The decisive factor for the trial court, however, was “[e]ach parent’s or caregiver’s past and potential for future performance of parenting responsibilities, including the willingness and ability of each of the parents and caregivers to facilitate and encourage a close and continuing parent-child relationship between the child and both of the child’s parents, consistent with the best interest of the child.” The court set out its reasoning as follows:

No proof has been presented that either parent lacks the ability to perform day-to-day parenting tasks. However, this factor goes overwhelmingly in favor of the father. After being before the court on numerous occasions, the mother has repeatedly refused to abide by the Court’s order regarding derogatory remarks about the father in the presence of the minor child, visitation, and medical issues. On April 2, 2010, the Court emphasized “to both parties the impact their inability to co-parent effectively has on [Child] and to a custody determination.” However, the mother has continuously allowed her feelings about the father to control her behavior despite numerous Court Orders. Furthermore, the Court previously ruled that the mother was in contempt for withholding visitation on at least one occasion, although there was testimony regarding more incidents. This has led to the parents’ inability to effectively co-parent for the benefit of the minor child. The mother has proved that she is completely unwilling to promote, encourage or facilitate a close and continuing parent-child relationship between the child and her father. The father has testified, however that he encourages a relationship between the mother and child by speaking to the child positively about the mother, soothing her when the child cries for the mother, buying the mother a mother’s day card, and offering and driving the minor child to Nashville, TN for Christmas day 2010 visitation with the mother and child. This is a deciding factor in this case, and the court finds that the father is definitely the more satisfactory parent as it pertains to this factor.

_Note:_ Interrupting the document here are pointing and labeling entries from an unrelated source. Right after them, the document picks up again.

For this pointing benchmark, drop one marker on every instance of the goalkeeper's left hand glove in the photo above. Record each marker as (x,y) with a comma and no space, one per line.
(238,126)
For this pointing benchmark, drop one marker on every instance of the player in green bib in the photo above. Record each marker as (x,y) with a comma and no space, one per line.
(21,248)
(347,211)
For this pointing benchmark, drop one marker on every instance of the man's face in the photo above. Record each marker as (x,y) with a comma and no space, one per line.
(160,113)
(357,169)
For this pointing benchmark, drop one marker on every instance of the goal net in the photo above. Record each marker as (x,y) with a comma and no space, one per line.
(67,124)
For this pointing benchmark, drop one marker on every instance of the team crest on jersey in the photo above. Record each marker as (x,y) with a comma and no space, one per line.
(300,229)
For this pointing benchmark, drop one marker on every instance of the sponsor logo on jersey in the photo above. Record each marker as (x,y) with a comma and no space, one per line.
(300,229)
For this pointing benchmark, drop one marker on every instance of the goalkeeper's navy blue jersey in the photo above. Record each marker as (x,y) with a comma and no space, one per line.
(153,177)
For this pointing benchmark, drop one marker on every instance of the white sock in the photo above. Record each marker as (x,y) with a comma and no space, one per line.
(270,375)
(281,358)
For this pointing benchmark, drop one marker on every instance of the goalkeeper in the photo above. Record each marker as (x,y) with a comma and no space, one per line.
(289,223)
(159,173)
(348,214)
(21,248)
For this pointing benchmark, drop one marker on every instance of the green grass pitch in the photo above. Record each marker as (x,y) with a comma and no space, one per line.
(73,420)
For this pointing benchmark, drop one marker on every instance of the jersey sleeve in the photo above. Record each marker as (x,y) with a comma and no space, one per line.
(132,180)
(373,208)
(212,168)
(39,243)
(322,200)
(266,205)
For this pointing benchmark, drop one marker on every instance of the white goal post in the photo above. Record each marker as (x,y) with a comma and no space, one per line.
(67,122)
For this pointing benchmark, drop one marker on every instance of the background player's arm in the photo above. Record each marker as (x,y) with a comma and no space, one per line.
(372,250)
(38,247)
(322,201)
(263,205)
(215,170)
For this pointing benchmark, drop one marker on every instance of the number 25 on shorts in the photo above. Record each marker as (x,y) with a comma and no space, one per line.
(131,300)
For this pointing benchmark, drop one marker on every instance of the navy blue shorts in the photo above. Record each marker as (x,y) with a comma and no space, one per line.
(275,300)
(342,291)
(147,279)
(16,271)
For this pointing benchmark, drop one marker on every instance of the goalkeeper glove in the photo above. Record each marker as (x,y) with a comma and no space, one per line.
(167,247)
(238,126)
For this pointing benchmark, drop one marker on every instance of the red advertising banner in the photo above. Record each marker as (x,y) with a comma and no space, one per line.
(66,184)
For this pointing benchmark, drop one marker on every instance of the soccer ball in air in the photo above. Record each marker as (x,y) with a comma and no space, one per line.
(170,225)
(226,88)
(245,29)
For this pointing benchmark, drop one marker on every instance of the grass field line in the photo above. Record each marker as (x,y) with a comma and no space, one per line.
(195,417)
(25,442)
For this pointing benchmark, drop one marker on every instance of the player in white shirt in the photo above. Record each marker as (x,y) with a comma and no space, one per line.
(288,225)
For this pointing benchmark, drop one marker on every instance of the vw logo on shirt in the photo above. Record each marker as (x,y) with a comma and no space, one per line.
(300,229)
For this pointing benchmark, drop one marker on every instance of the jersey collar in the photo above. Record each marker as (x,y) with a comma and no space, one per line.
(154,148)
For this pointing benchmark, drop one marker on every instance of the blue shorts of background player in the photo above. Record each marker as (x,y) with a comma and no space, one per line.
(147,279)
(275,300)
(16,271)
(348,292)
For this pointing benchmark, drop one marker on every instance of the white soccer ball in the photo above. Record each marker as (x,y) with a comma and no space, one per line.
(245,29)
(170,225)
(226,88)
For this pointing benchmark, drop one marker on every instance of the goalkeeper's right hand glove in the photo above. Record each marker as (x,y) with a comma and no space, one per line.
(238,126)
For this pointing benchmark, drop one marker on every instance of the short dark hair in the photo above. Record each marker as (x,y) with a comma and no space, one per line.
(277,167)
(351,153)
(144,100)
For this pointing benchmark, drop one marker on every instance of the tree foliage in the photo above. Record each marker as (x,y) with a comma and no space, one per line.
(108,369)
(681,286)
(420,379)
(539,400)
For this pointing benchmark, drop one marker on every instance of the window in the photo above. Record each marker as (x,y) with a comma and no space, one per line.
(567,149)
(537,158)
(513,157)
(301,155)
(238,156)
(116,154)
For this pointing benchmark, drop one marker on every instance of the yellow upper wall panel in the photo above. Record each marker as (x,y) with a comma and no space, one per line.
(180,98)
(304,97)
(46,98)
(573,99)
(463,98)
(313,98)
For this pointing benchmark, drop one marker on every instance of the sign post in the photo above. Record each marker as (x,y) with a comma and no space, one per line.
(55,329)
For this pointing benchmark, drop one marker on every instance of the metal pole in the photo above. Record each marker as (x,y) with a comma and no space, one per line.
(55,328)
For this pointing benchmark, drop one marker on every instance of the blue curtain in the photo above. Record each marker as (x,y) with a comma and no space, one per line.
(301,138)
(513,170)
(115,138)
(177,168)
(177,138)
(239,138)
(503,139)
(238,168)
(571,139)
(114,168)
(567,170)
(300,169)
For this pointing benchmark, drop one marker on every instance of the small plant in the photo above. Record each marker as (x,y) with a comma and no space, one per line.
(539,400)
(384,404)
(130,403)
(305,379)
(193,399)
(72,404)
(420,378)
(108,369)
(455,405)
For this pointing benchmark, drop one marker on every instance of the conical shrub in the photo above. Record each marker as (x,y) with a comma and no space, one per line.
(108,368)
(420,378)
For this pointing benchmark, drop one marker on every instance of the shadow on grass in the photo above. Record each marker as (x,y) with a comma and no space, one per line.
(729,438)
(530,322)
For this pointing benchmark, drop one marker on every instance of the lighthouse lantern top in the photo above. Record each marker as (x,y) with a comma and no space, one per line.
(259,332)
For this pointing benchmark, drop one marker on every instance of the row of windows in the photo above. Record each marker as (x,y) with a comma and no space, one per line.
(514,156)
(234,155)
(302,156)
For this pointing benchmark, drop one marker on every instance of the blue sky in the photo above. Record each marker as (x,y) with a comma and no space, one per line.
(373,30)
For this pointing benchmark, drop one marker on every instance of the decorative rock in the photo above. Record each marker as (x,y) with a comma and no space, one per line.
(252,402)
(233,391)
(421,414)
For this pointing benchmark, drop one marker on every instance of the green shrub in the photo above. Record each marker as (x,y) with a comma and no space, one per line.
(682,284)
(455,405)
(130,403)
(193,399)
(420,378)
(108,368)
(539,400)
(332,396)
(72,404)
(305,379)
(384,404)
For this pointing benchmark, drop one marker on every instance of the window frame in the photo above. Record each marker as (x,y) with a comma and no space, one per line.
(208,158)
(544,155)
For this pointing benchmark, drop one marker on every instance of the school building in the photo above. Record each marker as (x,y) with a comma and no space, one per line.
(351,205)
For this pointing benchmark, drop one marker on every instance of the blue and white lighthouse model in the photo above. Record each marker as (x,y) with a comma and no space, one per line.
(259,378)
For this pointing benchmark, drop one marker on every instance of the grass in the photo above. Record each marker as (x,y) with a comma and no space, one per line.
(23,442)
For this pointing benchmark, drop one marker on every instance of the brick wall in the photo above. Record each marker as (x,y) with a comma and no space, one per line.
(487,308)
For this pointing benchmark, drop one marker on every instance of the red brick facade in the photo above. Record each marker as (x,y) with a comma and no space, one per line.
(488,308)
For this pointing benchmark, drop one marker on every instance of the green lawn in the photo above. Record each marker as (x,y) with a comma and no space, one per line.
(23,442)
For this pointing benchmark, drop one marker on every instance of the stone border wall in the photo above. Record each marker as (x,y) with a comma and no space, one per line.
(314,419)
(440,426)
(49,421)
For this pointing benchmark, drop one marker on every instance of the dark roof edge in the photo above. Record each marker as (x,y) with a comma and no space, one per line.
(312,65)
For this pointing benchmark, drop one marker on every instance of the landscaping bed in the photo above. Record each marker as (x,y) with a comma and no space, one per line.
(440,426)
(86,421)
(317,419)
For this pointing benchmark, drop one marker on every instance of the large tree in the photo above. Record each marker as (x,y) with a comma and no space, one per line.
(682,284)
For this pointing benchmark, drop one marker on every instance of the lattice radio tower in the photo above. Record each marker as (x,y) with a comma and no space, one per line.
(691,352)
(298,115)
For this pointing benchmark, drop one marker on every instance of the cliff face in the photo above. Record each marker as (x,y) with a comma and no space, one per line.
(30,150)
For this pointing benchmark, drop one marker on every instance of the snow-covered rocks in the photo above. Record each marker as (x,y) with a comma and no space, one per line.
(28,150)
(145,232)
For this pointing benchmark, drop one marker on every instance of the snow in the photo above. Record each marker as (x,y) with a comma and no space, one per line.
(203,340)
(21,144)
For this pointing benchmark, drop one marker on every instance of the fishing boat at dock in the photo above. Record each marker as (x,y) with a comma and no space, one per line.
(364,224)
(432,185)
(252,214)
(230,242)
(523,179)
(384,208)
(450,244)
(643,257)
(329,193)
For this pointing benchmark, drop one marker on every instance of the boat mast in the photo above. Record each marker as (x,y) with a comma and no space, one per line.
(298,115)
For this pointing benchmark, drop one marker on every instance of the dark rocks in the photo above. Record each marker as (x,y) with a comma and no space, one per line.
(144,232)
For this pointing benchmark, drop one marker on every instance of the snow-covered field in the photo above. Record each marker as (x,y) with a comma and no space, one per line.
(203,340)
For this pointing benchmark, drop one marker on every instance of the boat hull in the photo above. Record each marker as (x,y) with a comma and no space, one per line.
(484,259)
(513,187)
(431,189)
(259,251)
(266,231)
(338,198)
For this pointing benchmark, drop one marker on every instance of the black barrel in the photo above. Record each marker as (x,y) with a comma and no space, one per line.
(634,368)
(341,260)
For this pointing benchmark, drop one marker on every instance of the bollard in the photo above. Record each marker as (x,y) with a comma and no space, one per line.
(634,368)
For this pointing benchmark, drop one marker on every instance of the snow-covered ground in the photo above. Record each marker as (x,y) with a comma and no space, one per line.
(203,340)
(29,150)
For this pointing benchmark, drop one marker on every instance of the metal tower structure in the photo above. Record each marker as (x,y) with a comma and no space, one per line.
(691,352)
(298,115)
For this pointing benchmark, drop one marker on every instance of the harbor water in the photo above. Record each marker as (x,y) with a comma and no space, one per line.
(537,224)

The willingness of a parent to facilitate and encourage a close relationship between the child and the other parent is an important factor for the courts to consider in custody cases. Indeed, our legislature has stated that “the relationship between the child and each parent should be fostered unless inconsistent with the child’s best interests.”

[Tennessee] case law is accordingly replete with examples where the greater willingness of one parent to facilitate and encourage a close and continuing parent-child relationship between the child and the other parent has been the decisive factor in determining parenting arrangements….

The trial court found in this case that, “[t]he mother has proved that she is completely unwilling to promote, encourage or facilitate a close and continuing parent-child relationship between the child and her father.” We agree. The evidence also showed that Father was a loving, caring parent, and that he was willing to promote and encourage [Child's] relationship with Mother for the sake of the child.

Accordingly, the order of the trial court was affirmed.

In re Zamorah B. (Tennessee Court of Appeals, Middle Section, February 15, 2013).

Information provided by K.O. Herston: Knoxville, Tennessee Divorce, Matrimonial and Family Law Attorney.


Responses

  1. if the mother was not willing to adhere to the court orders then the best interest of the child is with the father. he is willing to work with the mother regarding custody but she wasn’t. my question is why? what did the father and child do to deserve this. Yes I have been in a similar situation to this,
    My son’s father would show up to get him then wouldn’t, too busy partying. also quit paying child support. i still let him have our son. just because the father or mother is not stable they still need to see their children. i did have it put in the court order that my son’s father could only have our son at his mother’s house, he was an alcoholic. his mother was the most wonderful mother in law and grandmother anyone could ever ask for their child.